Mercury in the Environment and Water Supply

 

Links

 

Mercury Analysis (Univ. of Alberta)

 

 

 
 
 
 
 
 
 
 
 
 
 
 
 
 
 
 
 
 
 
 
 
 
 
 
 
 
 
 
 
 
 
 
 
 
 
 
 
 
 
 
 
 
 
 
 
 
 
 
 
 
 
 
 
 
 
 
 
 
 
 
 
 
 
 
 
 
 
 
 
 
 
 
 
 
 
 
 
 
 
 
 
 
 
 
 
 
 
 
 
 
 
 
 
 
 
 
 
 
 
 
 
 
 
 
 
 
 
 
 
 
 
 
 
 
 
 
 
 
 
 
 
 
 
 
 
 
 
 
 
 
 
 
 
 
 
 
 
 
 
 
 
 
 
 
 
 
 
 
 
 
 
 
 
 
 
 
 
 
 
 
 
 
 
 
 
 
 
 
 
 
 
 
 
 
 
 
 
 
 
 
 
 
 
 
 
 
 
 
 
 
 
 
 
 
 
 
 
 
 
 
 
 
 
 
 
 
 
 
 
 
 
 
 
 
 
 
 
 
 
 
 
 
 
 
 
 
 
 
 
 
 
 
 
 
 
 
 
 

 

 

 

 

 

 

 

 

 

New Research in Mercury Cycle

Forest Fires:

 

“We have identified forest fires as a principal factor in the mercury cycle because of the ability of fire to volatilize mercury sequestered in forest floor organic material.”
“These findings, when combined, show that fire history plays an important and previously under-appreciated role in the mercury cycle in northern forests. Forest fire burning through a watershed decreases the mercury load contributed to the aquatic system in response to short- (during the fire) and long-term (years following fire) mercury losses. The decrease in mercury load apparently can persist for decades,even as the mercury content of soils gradually increases due to continued atmospheric input. Although many other factors must be considered, fires may lessen the possibility of severe mercury contamination in fish by cleansing a watershed of mercury that had been sequestered at the forest floor by decades of accumulation.”

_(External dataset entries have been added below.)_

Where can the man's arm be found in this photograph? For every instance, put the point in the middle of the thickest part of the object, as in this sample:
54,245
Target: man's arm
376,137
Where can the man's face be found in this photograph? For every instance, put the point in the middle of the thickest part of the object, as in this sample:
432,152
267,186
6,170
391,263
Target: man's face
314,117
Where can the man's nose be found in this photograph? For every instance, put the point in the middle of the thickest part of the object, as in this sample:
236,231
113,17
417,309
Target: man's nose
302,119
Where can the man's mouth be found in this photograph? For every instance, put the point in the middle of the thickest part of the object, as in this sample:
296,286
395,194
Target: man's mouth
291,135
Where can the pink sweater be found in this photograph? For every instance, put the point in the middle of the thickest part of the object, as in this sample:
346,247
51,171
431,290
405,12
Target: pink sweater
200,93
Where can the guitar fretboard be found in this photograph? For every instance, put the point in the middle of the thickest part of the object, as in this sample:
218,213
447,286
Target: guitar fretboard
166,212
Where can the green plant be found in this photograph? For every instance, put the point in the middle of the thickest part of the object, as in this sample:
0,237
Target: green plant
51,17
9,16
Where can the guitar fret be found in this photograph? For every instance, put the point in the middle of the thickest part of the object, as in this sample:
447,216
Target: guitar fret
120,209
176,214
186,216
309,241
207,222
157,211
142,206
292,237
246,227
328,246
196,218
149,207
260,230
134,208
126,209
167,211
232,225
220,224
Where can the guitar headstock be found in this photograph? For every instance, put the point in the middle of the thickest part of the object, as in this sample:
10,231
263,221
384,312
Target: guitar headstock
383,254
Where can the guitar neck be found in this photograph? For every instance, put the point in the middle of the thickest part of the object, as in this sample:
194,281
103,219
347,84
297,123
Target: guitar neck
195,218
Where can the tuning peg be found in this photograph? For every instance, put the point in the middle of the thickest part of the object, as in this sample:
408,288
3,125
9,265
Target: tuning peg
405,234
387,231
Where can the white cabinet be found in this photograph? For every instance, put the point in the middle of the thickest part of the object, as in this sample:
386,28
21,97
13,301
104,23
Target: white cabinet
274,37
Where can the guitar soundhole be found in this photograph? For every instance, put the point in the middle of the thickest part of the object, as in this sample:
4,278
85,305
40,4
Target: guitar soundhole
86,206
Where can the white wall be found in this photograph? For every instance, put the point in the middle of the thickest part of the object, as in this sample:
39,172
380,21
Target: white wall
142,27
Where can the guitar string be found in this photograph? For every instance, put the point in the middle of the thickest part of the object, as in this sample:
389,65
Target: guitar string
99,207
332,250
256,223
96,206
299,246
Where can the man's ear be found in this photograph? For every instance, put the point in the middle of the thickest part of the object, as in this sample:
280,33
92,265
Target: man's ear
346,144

Please see their website for more information: http://minerals.usgs.gov/east/environment/indexmercLSNP.htm

 

Photochemical Reactions:

 

“Photochemical reactions have long been known to affect the phase, redox state, partitioning, transport, and fate of many metals in aquatic environments. Probably no metal is more affected by exposure to sunlight (photosensitivity) in terms of its environmental behavior than Hg. Sunlight drives two important photochemical processes involving mercury: photochemical reduction and photochemical demethylation. Photochemical Hg reduction involves both redox and phase changes, from ionic Hg (II) to dissolved gaseous Hg (0). Dissolved gaseous mercury (DGM) is sparingly soluble in water, and will seek to evade from the water to the atmosphere, thereby removing Hg from the aquatic environment. Methylmercury (MeHg), the most bioaccumulative form of Hg, is also photosensitive and can undergo photochemical degradation to Hg (II), and then possibly reduced to DGM. This two step process serves two important roles, demethylation of MeHg to a less toxic form of Hg, and then possibly elimination of Hg from the aquatic ecosystem by evasion.”